I strongly disagree with the notion that only the zone owner should be able to generate records for it. Nothing else on the Internet behaves like that.
He may disagree with the NXDOMAIN wildcard that we do (which we will probably phase out in the long run anyways) but there is no question that allowing end-users to control their responses as they see fit makes tremendous sense.
Do you think you should have to receive all email sent to your mail server? Of course not.
Why should DNS be any different? Your network, your rules.
I'm confused as to why you claim DNSSEC removes user choice.
Clearly any client that wishes to can simply fail to set DO and ED and will receive a traditional, non-validated response.
If the client identifies that they wish authenticated data, they still have plenty of opportunities to act once they receive the authentic zone response. You mention mail host blacklisting, but typical DNS based blacklists have always been based on secondary lookups ie - 1.2.3.4.dnsbl.example.com - and not by forging the originator domain records.
I'm returning signed content from my server to an end user, whether I am a root server, tld, or single domain server. There is no more reason you should have the authority to alter that data than there would be if I was returning an HTTPS response.

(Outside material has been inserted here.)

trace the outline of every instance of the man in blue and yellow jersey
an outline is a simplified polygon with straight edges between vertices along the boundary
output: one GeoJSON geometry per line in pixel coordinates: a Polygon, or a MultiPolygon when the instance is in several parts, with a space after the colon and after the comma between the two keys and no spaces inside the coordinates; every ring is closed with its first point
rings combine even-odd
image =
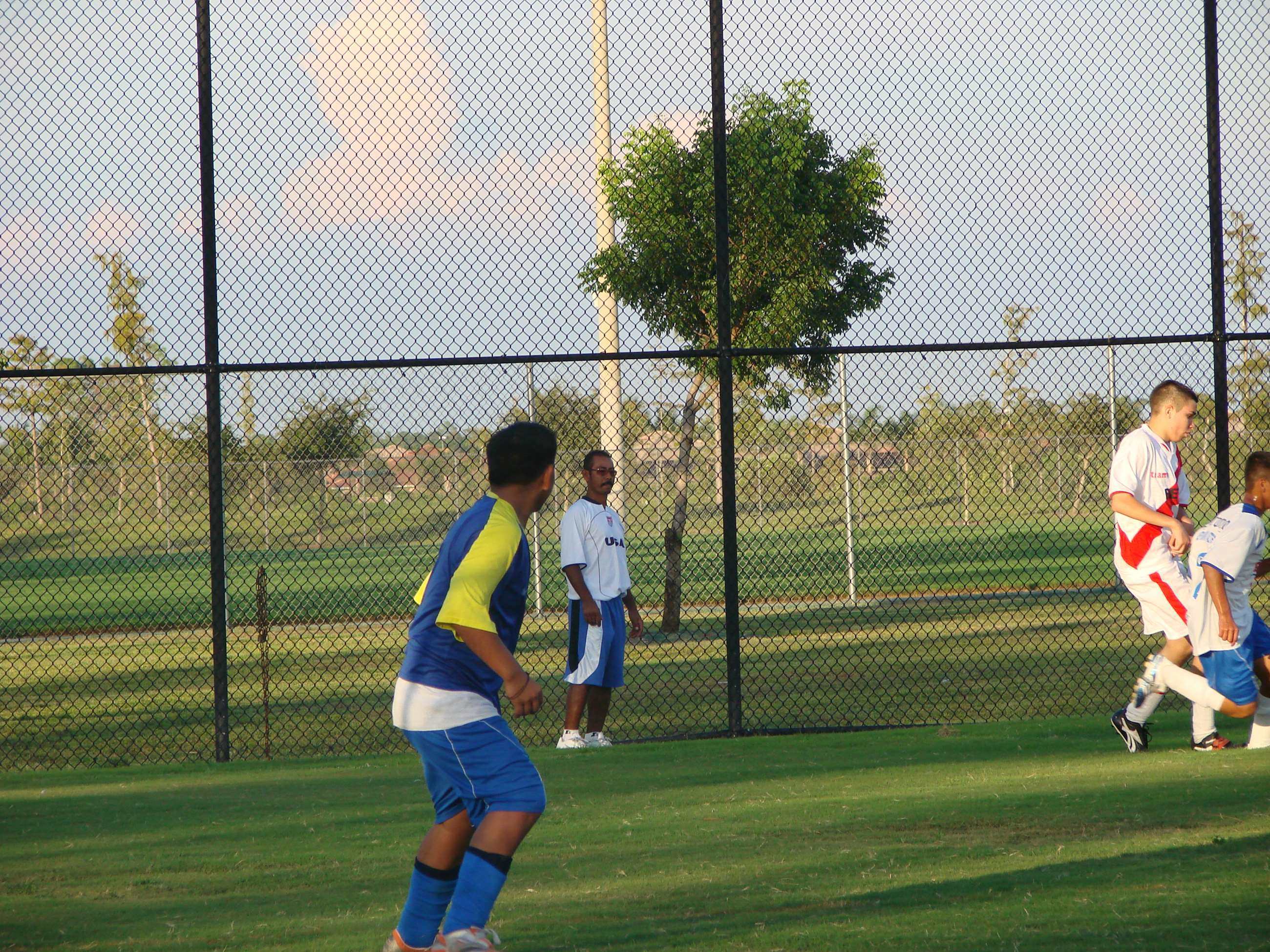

It's only in the case where the client explicitly asks you to provide authenticated original zone data but you wish to return to them unauthenticated and modified zone data that you run into problems with DNSSEC.
Actually, you are not returning signed content from your server to an end user. End users are stub resolvers, which are not DNSSEC aware.
I believe that should change, as I mentioned previously, but even the DNSSEC proponents pretend to assume the edge is DNSSEC-aware. It most certainly was and is not from their design and implementation stand-point. A position I find ridiculous.
But back to your point -- Of course, we could support DNSSEC and validate responses and then modify them as we see fit. Which is exactly why DNSSEC does not prevent our service from working. We already have some of the largest companies in the world forwarding DNS to us, when we enable DNSSEC validation for them, nothing will change. FWIW, none of them have us wildcard NXDOMAIN responses either, which is not surprising. They do have us block content, however. Some of these are Fortune 50 companies, btw.
First, the relationship your computer has with the DNS is as a "stub resolver", meaning that you rely on real DNS resolver hosted somewhere else to do the walk from the roots to the leaf names. DNSSEC doesn't protect (or, more appropriately, disrupt) stub resolution (a different protocol, TSIG, does this instead). If Comcast operates the real resolver and all you do is aim your computer at it, you have little opportunity to "disagree" with the results they feed you.
Secondly, regardless of how much noise people may be making about DNSSEC's impending deployment (and it's been impending about as long as IPv6), the prospects for widespread DNSSEC adoption aren't great. It solves very few problems, is a bear to administer, and creates operational problems. Most of the Internet is (thankfully) oblivious to its attempted deployment.